Fürth: Tödliche Schüsse auf Hochzeit- Anklage fordert lebenslange Haftstrafe
Autor: Alexander Milesevic, Agentur dpa
Fürth, Donnerstag, 12. März 2026
Bei einer Hochzeitsfeier in Fürth fallen mehrere Schüsse. Der Vater der Braut wird getroffen - ein jahrelanger Familienstreit eskaliert. Nun fordert die Anklage lebenslange Haft.
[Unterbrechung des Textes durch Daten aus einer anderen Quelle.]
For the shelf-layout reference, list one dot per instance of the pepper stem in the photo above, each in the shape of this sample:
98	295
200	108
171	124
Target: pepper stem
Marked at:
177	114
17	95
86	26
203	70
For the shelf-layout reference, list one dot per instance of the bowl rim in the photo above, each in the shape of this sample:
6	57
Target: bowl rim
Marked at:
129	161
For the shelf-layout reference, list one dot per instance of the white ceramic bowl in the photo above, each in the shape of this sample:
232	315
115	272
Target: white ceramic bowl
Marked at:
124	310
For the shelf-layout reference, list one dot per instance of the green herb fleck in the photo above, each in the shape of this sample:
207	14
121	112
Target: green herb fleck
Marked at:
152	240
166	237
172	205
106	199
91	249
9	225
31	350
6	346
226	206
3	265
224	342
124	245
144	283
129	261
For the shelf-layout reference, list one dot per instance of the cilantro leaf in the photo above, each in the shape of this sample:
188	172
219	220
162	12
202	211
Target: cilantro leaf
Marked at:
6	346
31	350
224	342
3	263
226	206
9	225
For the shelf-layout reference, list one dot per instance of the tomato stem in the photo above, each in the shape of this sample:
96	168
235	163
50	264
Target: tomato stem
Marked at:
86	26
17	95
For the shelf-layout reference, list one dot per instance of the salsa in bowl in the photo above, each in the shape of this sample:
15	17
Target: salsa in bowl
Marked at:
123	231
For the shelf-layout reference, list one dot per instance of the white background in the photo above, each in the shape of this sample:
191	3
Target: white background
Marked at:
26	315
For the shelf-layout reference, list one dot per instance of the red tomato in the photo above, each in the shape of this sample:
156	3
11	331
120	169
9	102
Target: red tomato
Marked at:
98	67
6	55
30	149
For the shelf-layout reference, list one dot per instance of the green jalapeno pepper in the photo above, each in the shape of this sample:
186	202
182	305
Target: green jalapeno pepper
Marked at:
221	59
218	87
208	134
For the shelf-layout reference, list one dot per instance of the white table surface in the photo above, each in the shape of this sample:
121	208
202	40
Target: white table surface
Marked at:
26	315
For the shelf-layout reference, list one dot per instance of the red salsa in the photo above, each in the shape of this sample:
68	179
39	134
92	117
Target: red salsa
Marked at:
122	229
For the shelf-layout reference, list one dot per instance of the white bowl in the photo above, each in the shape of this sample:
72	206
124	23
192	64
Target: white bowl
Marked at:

Update vom 12.03.2026, 9.18 Uhr: Anklage fordert lebenslange Haftstrafe
Im Verfahren wegen der tödlichen Schüsse auf einer Hochzeitsfeier in Fürth beantragt die Anklagebehörde für den 27-jährigen Beschuldigten eine lebenslange Freiheitsstrafe wegen Mordes. Zudem soll laut einer Sprecherin des Oberlandesgerichts Nürnberg im Urteil die besondere Schwere der Schuld festgestellt werden. Das Landgericht Nürnberg plant, das Urteil am 19. März zu verkünden.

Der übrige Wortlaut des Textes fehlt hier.